The scarcity of—and need for—this kind of prize is something its founder, Restless Books publisher Ilan Stavans, recognized and wanted to address. “At a time in which politicians and the media reduce immigrants to mere ciphers,” Stavans says, “the objective was clear-cut: to do what literature does best . . . by allowing emerging immigrant writers from anywhere and everywhere to tell their own stories.”
Four writers have received the award since its inception: fiction writers Deepak Unnikrishnan (2016) and Champaneri and nonfiction writers Grace Talusan (2017) and Rajiv Mohabir (2019). Although their books—which vary from gritty fables to sumptuous family sagas and unsparing personal reflections—are very different, Talusan feels that they are “a kind of family.”
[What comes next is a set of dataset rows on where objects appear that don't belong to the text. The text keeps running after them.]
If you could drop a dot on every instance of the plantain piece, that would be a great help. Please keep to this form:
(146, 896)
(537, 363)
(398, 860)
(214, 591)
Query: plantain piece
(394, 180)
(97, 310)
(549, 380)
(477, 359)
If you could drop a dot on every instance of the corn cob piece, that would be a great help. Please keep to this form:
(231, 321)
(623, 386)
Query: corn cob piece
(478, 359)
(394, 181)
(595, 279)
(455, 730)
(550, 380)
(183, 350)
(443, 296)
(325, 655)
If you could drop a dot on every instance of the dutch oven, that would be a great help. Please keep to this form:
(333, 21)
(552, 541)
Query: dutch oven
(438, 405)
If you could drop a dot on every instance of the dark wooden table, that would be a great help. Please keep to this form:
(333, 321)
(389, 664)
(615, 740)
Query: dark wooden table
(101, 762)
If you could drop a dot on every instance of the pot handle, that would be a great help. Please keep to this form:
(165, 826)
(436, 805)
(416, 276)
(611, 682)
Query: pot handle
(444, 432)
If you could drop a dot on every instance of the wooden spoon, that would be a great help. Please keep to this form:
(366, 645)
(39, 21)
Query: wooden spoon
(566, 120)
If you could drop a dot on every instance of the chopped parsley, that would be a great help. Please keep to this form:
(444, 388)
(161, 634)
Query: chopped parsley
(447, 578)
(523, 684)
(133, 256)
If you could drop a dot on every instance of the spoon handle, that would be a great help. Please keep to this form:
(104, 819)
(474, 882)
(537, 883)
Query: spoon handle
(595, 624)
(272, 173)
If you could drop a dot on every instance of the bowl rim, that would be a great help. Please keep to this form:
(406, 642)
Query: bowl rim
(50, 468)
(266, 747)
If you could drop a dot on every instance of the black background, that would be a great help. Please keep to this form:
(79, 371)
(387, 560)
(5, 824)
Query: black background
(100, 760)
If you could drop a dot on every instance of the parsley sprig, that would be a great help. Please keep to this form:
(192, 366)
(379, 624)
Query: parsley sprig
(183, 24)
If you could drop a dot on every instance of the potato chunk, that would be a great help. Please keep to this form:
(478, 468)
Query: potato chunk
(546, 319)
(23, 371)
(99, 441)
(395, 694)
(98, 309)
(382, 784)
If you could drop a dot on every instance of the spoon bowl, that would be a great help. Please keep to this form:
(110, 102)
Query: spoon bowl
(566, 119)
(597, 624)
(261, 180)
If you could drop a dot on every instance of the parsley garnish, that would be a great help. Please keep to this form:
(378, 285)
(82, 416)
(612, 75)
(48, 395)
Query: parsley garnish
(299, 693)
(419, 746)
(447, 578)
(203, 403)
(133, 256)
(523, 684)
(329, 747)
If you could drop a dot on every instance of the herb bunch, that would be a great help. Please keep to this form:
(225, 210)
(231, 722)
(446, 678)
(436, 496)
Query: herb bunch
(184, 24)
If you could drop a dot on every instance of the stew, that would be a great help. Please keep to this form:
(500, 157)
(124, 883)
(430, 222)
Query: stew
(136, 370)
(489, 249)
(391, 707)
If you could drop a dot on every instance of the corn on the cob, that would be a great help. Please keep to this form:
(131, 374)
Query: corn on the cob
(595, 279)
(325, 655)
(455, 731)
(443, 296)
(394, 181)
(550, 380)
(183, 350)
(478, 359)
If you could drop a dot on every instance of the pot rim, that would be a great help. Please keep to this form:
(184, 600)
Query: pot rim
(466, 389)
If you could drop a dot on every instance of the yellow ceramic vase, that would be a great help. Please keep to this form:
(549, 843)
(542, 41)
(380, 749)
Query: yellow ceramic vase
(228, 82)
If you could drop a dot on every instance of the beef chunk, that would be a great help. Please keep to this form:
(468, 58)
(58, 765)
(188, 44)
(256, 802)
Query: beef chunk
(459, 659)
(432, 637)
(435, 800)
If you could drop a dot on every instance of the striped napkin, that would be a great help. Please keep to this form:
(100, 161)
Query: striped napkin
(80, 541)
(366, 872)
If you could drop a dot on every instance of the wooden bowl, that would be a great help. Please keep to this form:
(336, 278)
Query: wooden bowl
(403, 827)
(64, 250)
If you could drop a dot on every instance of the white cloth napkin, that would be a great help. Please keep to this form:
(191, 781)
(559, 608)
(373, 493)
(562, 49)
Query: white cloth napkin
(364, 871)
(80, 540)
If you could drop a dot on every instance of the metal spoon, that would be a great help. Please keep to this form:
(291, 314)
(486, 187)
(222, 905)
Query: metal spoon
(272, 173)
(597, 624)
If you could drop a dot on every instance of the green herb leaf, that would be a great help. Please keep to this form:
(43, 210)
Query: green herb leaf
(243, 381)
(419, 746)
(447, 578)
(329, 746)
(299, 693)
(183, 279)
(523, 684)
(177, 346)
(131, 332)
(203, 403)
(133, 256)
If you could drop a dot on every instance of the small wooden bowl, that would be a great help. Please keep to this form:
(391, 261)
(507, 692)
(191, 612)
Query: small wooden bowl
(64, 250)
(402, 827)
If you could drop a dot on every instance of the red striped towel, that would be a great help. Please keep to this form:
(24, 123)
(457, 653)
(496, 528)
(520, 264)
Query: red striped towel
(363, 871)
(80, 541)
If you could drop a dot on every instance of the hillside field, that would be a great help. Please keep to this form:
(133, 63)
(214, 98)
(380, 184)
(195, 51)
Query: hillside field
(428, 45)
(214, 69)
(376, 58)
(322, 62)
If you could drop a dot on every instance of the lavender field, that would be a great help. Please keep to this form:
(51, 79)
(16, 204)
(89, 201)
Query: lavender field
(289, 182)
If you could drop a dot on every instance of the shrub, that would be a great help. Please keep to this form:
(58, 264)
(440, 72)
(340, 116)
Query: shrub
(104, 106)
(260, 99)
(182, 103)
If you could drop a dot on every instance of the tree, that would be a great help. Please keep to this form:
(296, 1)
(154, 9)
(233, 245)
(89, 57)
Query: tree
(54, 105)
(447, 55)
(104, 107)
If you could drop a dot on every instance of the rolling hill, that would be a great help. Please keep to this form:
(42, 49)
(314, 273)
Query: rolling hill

All the award winners describe being previously turned away at publishers’ doors, time and again. “When I won the prize,” Unnikrishnan says, “[Temporary People] had been rejected by every major publisher in the United States and a few in India, including most of the independent presses I admired.” It took both Unnikrishnan and Champaneri ten years to finish their books and find a publisher. “There are champions from within the publishing industry who support good stories outside the limits of fads—the nebulous ‘hot’ country or culture of a moment—but we need more of them,” Champaneri says. “And we need more people—ideally, also from immigrant and first-generation communities—creating literary criticism of these works.”
In Restless Books, writers have found a press that champions new voices that push boundaries of form and content. “I have been told many times that there is no market for my queer, brown, immigrant writing,” says the prize’s most recent recipient, Rajiv Mohabir. “Winning this prize meant that I get to tell the queerest story in the queerest ways possible.” His forthcoming book, Antiman, will be a literary hybrid of essay, translation, poetry, speculation, folktale, and transcription—a “strange animal,” as he calls it.
Mohabir also speaks to the ways documentation requirements restrict funding for communities of artists and publication of immigrant writers: “What if ‘papers’ were not needed for publishing and receiving funds from the United States?” he asks. “What if we remove this kind of border wall from our literary spaces?” Because funding for the literary arts in the United States often requires that awardees be citizens or legal permanent residents, many immigrant and migrant writers are kept out of the industry. The Undocupoets campaign of 2015, led by Marcelo Hernandez Castillo, Christopher Soto, and Javier Zamora, sought to address this obstacle by petitioning ten prestigious first-book awards in poetry to eliminate their citizenship requirements to be more inclusive. Though Restless Books does not award prizes for poetry, its eligibility rules would have preempted this issue; since its inception the Prize for New Immigrant Writing has not included citizenship requirements—in fact, first-generation writers residing in any country are eligible.
While the publishing industry continues to reckon with who gets to tell what stories, the rarity of honors like the Restless Books prize serves as a reminder that there is much space still to be made for immigrant writers. As Mohabir says, in words that are equal parts warning and rallying cry, “We are not staying quiet. We won’t be shut out. We are already here. We won’t speak English because you want us to. We won’t let you tell our stories.”
Anni Liu is a writer, translator, and editor with writing published or forthcoming in the Georgia Review, Two Lines, Pleiades, and Quarterly West, and elsewhere. She holds an MFA from Indiana University and works at Graywolf Press.